Je découvre sur le tard – jamais trop tard pour un chef d’œuvre – La Grande Faim, de Paul-Émile Victor, version enregistrée par l’auteur en 1956.

Il retrace le drame des grandes famines des années 1882 et 1883 sur la côte du Groenland. Certains ont qualifié – un peu légèrement – ce texte de roman. En fait, Paul-Émile Victor en avait recueilli les souvenirs lors de son premier séjour en 1934 à Tassiussak, la bourgade principale des Ammassalimiout. Comme dans bien des grandes aventures et découvertes – je pense à Cortés et la Malincha – le rôle d’information-transmission est dévolu à une jeune femme, ici nommée Doumidia, avec qui l’auteur partagea… bien des choses.

Cette version est un monument de littérature.

L’histoire tout d’abord. Brute et brutale, d’une simplicité effarante : la famine dans son expression la plus complète, presque incompréhensible à nos yeux, et d’autant plus agressive qu’elle échappe à notre monde, même pour ceux qui ont souffert au-delà de notre imaginaire. Je veux parler des camps de concentration dont les nazis n’ont eu ni la primeur, ni la spécificité. Que ceux qui en doutent lisent les témoignages trop rares (les morts écrivent peu) du Goulag, du Laogaï, des camps vietminh (hommage à Hélie Denoix de Saint-Marc et honte à Boudarel) etc. Mais au moins – horrible expression – dans ces camps, des hommes martyrisaient d’autres hommes, et il y eut des lueurs inattendues… trop rares, trop faibles.

Mais lorsque la Nature s’en mêle, lorsqu’aucune chasse ni aucune pêche, n’est plus possible, qu’aucune plante ne pousse, lorsque ces hommes qui ont appris depuis des siècles à survivre dans des conditions extrêmes ont mangé leurs chiens, leurs vêtements, les parois de leurs maisons faites de peaux de bêtes, lorsque le ventre est vide depuis des jours et des jours, lorsque les plus valides partent chercher de l’aide, dans la tempête, au prix d’efforts surhumains dans la neige, la glace, sur la banquise, et qu’ils ne rencontrent que mort et désolation, alors… ?

Alors la mort est inévitable. La mort donnée aux enfants, aux vieux, en les jetant dans des trous de la banquise, et en les suivant vers le monde des grandes chasses d’où la faim est bannie.

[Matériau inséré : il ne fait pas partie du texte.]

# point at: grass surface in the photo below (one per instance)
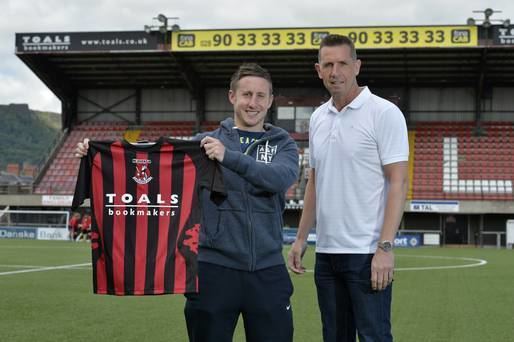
(447, 304)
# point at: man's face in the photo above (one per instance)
(338, 70)
(251, 99)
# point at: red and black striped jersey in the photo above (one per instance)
(145, 213)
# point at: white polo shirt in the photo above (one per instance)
(348, 149)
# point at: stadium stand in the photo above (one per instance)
(454, 160)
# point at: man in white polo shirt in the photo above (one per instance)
(355, 196)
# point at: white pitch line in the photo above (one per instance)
(21, 266)
(49, 268)
(477, 262)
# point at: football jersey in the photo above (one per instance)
(145, 213)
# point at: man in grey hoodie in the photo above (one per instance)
(241, 268)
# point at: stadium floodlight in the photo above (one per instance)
(162, 18)
(487, 21)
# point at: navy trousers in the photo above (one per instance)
(347, 303)
(262, 298)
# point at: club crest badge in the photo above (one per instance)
(142, 173)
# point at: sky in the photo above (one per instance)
(19, 85)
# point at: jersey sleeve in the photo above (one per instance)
(83, 185)
(211, 175)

Encore faut-il ruser, jouer avec les courants de la mer sous la banquise pour éviter que le corps ne soit retrouvé, harponné par les derniers survivants, récupéré… et mangé.

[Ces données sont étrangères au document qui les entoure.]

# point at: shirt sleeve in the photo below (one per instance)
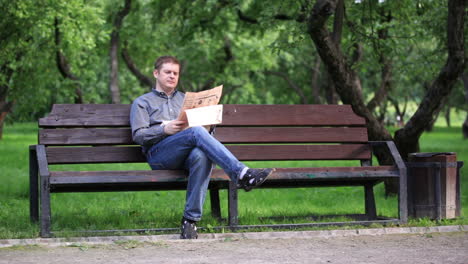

Alors, que reste-t-il, au-delà de l’horreur ? Rien, peut-être, si ce n’est l’assassinat pour un dernier banquet, et ces témoignages : c’est plus sucré que l’ours, c’est bon.

 

Le style est dépouillé à l’extrême – un style auprès duquel celui de Simenon passerait pour fioritures – les phrases répétitives : « Ici il y a de la faim… Ils mangent de l’homme ». Pas un mot qui ne concentre le drame.

Quant à la diction de Paul-Émile Victor, là aussi, réussite totale, sans artifices, accordée à l’insensibilité glaçante de la nature. Je ne peux la comparer qu’à celle de Camus lisant L’Étranger.

Que nul ne discoure sur l’homme dans la nature s’il n’a écouté La Grande Faim de Paul-Émile Victor.